Hey I just wanted to throw out the fact that August 17th, and 18th, there will be a Waterfowl Clininc held In Bay City MI. 

It is at the Bay city State Recreation Area. ( formerly Bay City State Park )

If anyone has questions I will be hapy to try to answer them. 
there are demonstrations, and seminars, art, Duck ID, and calling contests. Oh and a parent child canoe race, the winner gets a dozen decoys.

It is put on by Michigan Duck Hunters Association.
oh and just so you are aware I am not a member, I am just a person who has fun there, and has a good time seeing everyone.
I did work there though so I am also going to be there to help set up. ( Volunteer ) Oh I am a sucker! LOL


----------



## chromium (Oct 10, 2001)

Thanks for the info Bruce.


----------



## michiduck (Dec 15, 2000)

I'll be there Sunday and will be entering the team and state calling contests!!! can't wait should be a good time!


----------



## ytlabs (Jul 21, 2002)

Well if you all want to say hi I will be the one with long hair, and a shirt that says Northern Duck Hunter. Probably in tow will be a black lab, a wife, or a kid.

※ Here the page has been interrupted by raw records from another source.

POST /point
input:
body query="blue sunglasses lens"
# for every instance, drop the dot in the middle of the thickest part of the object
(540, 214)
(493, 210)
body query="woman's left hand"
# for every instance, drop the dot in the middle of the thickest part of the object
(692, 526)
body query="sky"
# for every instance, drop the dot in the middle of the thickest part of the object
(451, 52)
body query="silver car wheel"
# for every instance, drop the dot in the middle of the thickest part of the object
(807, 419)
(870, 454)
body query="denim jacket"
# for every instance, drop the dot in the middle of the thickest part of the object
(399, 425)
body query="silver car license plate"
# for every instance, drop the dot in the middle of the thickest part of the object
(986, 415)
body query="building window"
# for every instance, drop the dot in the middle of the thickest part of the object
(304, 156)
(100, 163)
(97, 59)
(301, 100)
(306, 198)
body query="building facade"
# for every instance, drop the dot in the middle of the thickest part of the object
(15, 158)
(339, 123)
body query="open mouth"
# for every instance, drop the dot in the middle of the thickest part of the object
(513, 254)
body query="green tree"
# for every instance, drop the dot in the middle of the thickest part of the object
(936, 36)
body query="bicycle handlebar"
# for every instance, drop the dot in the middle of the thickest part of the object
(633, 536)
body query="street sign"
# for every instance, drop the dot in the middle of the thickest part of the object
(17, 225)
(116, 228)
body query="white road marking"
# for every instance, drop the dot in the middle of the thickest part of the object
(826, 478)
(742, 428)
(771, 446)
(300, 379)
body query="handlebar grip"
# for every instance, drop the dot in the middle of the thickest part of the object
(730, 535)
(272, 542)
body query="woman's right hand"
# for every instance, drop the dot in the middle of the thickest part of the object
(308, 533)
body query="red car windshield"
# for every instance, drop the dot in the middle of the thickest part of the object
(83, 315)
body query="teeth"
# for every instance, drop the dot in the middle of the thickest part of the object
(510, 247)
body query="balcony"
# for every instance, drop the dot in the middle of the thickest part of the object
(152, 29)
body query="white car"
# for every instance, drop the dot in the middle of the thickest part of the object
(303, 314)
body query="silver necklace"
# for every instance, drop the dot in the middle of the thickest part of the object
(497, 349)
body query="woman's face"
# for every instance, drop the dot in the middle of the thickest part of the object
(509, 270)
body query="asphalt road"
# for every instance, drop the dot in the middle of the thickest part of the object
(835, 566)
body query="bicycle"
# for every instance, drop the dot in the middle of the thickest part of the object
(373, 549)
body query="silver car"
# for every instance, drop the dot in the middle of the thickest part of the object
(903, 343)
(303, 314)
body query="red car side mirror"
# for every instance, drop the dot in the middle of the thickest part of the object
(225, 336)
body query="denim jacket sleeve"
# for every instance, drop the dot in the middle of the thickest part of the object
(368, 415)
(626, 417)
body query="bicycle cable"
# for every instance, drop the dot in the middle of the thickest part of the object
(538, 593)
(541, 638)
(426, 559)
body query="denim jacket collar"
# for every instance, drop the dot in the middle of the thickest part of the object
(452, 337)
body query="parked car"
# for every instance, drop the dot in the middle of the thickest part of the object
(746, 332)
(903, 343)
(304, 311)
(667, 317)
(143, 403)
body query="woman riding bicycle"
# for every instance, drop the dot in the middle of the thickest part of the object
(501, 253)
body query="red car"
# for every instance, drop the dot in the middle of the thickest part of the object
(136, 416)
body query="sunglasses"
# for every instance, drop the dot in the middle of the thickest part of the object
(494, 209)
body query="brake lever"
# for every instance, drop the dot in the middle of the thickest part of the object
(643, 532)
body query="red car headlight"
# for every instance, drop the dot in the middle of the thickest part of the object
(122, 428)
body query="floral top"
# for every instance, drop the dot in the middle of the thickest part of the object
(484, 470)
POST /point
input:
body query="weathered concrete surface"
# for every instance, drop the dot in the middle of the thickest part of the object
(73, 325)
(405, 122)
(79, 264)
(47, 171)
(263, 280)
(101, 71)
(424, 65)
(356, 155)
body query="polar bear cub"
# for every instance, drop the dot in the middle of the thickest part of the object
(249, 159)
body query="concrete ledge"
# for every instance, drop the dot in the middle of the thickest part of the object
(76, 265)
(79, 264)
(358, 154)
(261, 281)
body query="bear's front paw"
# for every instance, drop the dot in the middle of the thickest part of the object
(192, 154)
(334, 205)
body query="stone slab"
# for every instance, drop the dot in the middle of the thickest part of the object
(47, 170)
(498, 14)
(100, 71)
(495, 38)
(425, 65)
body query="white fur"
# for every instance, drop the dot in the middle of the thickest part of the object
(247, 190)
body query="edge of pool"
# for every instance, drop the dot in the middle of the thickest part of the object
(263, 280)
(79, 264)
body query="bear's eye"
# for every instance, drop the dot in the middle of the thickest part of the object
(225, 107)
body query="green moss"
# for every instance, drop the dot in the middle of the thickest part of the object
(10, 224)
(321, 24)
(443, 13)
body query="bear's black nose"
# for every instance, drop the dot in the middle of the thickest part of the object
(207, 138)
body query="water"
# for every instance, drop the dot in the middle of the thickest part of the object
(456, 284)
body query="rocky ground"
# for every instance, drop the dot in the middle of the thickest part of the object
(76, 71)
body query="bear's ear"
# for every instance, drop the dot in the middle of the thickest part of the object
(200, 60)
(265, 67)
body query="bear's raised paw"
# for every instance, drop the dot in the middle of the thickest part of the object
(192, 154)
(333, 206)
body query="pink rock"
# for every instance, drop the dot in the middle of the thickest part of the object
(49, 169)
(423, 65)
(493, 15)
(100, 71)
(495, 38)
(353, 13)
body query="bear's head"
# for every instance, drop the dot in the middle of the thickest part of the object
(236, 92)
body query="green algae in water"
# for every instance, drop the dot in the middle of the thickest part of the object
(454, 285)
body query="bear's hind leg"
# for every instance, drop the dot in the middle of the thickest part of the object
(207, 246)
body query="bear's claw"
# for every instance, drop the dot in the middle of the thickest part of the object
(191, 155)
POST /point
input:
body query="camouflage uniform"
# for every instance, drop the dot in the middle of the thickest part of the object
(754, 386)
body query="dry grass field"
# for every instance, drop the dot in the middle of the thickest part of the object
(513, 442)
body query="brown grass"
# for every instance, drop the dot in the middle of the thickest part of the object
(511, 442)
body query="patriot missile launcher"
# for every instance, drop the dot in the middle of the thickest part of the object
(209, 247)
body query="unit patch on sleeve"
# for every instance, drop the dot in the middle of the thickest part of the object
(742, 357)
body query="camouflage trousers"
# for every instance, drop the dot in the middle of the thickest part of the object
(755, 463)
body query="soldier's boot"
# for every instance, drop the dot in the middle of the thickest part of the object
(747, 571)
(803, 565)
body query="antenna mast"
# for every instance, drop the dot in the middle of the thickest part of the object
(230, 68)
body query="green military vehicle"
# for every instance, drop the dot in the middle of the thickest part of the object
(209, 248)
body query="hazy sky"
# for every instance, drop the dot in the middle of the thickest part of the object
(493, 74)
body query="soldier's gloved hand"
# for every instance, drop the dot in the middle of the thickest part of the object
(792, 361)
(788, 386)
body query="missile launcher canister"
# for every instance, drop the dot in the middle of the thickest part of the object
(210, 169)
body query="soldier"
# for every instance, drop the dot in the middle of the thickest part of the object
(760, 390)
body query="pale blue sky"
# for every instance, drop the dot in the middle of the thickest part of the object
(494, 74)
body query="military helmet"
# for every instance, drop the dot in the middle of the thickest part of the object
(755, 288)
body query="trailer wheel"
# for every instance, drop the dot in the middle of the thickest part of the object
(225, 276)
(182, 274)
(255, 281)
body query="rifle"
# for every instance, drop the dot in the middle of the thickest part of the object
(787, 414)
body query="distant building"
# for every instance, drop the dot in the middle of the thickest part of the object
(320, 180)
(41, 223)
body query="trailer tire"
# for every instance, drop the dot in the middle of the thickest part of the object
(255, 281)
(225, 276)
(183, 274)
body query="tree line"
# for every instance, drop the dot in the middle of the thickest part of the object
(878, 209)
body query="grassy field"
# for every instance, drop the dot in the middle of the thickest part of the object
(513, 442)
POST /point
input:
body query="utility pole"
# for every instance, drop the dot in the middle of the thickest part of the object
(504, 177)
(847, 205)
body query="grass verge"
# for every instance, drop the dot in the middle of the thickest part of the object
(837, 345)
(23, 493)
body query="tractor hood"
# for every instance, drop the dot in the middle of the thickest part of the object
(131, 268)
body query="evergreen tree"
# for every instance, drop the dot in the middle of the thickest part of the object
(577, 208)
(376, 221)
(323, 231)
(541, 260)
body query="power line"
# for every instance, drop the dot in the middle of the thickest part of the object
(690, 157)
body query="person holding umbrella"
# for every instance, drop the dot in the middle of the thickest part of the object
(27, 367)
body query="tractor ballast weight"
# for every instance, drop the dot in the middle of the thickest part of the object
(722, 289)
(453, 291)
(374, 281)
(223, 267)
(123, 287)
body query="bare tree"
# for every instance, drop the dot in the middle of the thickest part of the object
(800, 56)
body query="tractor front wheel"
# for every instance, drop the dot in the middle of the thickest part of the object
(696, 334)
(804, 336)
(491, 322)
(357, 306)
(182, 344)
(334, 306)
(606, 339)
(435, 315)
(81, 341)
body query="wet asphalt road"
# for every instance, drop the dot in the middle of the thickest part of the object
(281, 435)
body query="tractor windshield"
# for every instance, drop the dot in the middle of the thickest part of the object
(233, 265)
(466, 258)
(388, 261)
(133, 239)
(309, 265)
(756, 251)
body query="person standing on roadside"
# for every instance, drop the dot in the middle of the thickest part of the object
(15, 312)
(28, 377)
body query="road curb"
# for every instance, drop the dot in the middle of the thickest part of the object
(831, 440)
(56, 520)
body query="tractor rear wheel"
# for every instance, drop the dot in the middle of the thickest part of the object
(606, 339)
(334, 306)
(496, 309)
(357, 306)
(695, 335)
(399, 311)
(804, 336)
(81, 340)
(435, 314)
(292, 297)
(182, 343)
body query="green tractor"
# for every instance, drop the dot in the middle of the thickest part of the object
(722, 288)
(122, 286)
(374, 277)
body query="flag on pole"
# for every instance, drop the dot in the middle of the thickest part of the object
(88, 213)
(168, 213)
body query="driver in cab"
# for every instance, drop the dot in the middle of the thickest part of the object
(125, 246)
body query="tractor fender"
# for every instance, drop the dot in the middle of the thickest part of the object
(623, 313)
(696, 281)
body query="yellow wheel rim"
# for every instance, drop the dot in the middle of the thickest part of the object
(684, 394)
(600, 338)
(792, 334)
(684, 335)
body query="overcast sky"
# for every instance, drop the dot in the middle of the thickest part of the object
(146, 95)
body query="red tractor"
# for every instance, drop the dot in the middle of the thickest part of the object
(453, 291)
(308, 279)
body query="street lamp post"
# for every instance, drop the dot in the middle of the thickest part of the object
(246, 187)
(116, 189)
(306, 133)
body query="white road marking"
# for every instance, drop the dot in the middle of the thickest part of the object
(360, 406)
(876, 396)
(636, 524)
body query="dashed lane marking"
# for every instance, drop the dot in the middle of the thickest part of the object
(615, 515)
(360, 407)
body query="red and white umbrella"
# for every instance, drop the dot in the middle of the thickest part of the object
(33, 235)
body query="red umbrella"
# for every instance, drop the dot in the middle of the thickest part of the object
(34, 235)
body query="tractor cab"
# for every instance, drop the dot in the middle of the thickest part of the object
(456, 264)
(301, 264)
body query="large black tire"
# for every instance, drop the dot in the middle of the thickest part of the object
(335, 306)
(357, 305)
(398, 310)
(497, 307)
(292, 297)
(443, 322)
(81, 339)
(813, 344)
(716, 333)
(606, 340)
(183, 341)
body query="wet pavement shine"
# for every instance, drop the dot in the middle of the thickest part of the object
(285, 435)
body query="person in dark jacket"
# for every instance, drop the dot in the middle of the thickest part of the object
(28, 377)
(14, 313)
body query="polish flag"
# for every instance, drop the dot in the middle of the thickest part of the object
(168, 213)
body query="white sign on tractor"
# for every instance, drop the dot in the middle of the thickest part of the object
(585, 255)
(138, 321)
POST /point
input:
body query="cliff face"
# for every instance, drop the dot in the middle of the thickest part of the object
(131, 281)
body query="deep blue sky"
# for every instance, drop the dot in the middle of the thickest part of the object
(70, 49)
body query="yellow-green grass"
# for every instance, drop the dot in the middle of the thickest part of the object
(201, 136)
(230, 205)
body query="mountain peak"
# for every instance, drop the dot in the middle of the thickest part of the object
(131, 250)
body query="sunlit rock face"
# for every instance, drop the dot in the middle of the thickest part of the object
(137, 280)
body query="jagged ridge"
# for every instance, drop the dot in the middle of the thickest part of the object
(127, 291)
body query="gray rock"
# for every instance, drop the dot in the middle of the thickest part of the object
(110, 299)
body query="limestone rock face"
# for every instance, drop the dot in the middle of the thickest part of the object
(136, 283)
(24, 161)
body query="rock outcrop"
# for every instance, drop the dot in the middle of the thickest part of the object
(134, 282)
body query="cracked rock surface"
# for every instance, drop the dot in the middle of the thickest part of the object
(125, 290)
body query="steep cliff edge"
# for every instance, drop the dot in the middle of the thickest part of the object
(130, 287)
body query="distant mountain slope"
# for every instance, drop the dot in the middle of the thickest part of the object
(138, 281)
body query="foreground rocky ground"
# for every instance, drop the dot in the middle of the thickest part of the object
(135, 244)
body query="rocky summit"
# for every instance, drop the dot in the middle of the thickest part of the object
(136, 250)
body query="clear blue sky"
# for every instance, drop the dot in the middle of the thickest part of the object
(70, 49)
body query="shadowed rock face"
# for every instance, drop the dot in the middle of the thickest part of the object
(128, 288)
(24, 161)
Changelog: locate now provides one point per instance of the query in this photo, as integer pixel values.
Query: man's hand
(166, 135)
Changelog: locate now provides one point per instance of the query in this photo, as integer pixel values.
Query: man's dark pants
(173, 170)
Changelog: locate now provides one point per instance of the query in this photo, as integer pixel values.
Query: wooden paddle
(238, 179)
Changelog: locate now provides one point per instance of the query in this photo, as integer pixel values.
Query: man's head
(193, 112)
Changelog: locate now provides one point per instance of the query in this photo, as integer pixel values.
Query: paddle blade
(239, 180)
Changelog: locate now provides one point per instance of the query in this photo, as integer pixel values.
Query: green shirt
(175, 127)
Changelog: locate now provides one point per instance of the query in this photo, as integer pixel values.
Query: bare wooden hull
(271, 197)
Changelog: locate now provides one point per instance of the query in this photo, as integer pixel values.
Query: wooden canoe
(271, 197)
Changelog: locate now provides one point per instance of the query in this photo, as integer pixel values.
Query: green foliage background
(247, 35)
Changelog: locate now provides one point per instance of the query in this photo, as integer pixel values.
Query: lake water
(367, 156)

And yes in that order. LOL my wife knows hunting season is upon us, and the lab is now rideing shotgun. when the dog is left at home the rifle will be my mate until december, which will then slowly fade out with the lab before I go into hybernation in Jan.

hey dont fear she sees me for the 30 minutes it takes to get her from home to work, and 30 more the opposite way. 

Oh the life I live he he he I wouldn't trade it for NOTHING!! LOL


----------